Bombs were falling and exploding faster than I could count.
I knew I wasn’t bleeding badly enough to be in immediate danger, but still, I thought some stitches and pressure were in order. The cut on my head as well as my side had bled considerably, and I was beginning to feel cold and faint. The oil and water I had inadvertently swallowed were making me quite sick, and I vomited up the eggs, bacon, and coffee that were served to me by an ensign who may not even be alive anymore.
The pain of the cut on my side, agitated by the salt water and vomiting, was rapidly becoming unbearable.
As I was pulled from the water, I looked at the overturned hull of my ship and wondered how many of the crew, some of them close friends of mine, were still trapped inside. I couldn’t even imagine what it must have been like for them. Being trapped in an overturned ship, in the dark, and wondering if rescue would ever come, or if escape was even possible, was something I was glad I was able to avoid.
It was that line of thinking that started me down the path of, “I’m going to kill every Jap I get the chance to, without exception.”
Once inside the boat, struggling against the almost continuous urge to vomit, I untied the ankles of my trousers and put them and my shoes back on. Then I turned my attention to the cut on my side. As expected, it was mostly a superficial cut, but it still needed some attention. I removed the belt from my pants and my T-shirt and used them as a makeshift compress for the cut on my side.

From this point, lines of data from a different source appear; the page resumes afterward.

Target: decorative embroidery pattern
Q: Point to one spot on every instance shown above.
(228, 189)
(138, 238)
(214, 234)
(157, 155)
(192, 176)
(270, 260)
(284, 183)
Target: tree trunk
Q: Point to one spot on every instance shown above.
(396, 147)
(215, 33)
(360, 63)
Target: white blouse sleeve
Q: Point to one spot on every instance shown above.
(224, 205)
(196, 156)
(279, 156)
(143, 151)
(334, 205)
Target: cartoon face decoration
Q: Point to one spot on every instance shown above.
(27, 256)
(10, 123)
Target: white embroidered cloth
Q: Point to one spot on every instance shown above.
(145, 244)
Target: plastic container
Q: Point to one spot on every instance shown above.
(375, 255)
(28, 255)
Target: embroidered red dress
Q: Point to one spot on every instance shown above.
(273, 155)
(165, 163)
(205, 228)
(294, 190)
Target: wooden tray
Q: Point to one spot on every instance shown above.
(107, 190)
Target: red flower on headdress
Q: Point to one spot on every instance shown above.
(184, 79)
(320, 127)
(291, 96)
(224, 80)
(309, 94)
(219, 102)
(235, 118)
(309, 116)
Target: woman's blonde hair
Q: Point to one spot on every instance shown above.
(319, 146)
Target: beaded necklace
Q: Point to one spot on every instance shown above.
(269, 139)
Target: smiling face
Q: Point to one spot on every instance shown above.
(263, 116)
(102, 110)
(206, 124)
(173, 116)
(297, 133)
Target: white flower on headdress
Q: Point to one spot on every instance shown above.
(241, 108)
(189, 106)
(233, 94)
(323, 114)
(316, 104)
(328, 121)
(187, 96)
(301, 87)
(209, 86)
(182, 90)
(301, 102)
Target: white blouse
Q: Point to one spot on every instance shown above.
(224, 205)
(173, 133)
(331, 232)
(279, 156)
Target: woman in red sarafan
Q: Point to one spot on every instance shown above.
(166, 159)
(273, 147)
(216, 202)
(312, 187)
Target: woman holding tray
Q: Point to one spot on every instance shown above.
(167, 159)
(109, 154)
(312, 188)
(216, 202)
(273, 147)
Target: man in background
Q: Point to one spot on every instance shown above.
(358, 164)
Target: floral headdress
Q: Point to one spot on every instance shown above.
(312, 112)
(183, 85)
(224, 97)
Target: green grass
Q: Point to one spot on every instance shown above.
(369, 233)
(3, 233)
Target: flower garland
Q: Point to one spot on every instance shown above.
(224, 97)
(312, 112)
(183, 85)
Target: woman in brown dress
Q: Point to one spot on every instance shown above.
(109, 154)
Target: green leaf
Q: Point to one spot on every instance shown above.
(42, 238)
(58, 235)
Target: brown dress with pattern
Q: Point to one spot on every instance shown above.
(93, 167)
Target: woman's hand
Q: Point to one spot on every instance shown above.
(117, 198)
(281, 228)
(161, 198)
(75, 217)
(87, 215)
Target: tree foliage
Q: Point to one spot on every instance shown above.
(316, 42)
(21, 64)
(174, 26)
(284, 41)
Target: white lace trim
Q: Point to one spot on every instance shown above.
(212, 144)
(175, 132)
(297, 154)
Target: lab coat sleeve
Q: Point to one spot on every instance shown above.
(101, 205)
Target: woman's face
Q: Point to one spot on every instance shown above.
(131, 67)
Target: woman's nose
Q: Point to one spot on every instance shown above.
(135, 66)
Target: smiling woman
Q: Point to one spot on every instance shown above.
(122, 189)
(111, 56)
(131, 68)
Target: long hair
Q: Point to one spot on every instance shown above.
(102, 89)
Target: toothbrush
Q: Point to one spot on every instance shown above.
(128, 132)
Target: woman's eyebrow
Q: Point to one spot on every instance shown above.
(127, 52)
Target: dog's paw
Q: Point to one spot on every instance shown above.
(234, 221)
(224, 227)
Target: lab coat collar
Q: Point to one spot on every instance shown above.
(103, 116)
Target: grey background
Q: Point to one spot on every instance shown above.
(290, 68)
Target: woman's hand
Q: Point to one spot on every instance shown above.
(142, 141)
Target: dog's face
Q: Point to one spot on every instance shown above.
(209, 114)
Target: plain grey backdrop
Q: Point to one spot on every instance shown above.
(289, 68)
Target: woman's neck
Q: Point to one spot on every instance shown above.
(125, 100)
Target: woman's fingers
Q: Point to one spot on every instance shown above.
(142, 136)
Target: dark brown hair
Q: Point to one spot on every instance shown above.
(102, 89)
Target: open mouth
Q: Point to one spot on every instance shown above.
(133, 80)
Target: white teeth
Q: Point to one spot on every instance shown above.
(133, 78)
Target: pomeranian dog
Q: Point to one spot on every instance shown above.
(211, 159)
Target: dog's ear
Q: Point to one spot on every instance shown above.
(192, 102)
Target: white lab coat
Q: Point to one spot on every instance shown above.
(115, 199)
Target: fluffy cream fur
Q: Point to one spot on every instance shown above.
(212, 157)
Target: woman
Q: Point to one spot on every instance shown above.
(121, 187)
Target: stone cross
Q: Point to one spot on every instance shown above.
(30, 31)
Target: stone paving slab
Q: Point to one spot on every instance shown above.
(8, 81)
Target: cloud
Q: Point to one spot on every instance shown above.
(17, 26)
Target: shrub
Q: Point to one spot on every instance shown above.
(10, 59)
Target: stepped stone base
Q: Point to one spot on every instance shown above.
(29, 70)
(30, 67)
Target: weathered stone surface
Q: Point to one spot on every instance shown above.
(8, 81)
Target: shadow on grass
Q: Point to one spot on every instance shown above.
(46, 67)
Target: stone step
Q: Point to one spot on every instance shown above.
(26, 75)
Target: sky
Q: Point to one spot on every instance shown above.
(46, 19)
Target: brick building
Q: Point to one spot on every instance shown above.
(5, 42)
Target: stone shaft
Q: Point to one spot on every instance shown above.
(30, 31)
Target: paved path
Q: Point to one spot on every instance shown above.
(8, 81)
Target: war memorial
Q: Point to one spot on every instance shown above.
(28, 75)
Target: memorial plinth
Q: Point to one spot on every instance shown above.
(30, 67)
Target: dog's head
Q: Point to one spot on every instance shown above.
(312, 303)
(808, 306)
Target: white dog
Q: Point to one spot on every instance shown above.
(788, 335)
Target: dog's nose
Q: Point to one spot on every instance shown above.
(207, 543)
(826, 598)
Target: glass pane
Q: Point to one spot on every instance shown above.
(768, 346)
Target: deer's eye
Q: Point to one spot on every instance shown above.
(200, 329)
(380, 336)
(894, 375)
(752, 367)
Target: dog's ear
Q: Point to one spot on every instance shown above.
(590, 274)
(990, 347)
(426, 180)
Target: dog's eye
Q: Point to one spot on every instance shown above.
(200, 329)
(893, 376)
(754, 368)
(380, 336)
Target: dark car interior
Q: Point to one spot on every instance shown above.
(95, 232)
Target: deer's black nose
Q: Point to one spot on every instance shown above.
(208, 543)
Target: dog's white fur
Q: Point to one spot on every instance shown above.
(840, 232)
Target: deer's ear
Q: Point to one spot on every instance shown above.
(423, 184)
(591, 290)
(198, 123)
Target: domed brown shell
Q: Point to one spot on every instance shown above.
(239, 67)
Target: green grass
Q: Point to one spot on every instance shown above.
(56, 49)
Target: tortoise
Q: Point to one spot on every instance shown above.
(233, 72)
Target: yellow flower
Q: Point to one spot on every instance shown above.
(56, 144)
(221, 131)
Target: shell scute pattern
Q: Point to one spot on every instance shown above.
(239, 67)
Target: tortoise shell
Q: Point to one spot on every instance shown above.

I asked one of the crewmen in the boat to look at the cut on my forehead. He said it was about two inches long and right to the bone. I used my pocket knife, which fortunately had not fallen out of my pocket, to cut a slice off of my khaki shirt and tied it tightly around my head to hold back the bleeding. The oily salt water sure did hurt directly against my wounds, but hopefully my temporary first aid would keep me from losing much more blood.
The boat that picked me up was almost full at that point. A few of us in it were injured, none severely, so we started to make our way around the bow of the Oklahoma and Maryland to put down on Ford Island. We pulled two more sailors out of the water on the way but passed several who were obviously dead. We left them, preferring to rescue anybody who was still living.
The harbor water was already littered with debris of every sort, including human body parts, the memory of which still haunts me to this day. My desire to pay back the Japanese for the death and destruction was growing at such an incredible rate that I could feel the emotion, the sheer anger, pounding in my chest. Yet I felt totally helpless, like a victim, with absolutely no way to return fire of any kind.
A large number of the Oklahoma crew were on the overturned hull as we passed but not anywhere near all of them. I guessed most went off of the starboard side to the Maryland or into the water on the starboard side of the ship. Some were certainly dead or still trapped inside of the ship. My anger could no longer be contained, so with nothing else I could do, I just kept saying out loud over and over again, “Goddamned Japs. I’m going to kill them all when I get the chance.” And that became my purpose, which I used to fuel my grim determination to survive the attack.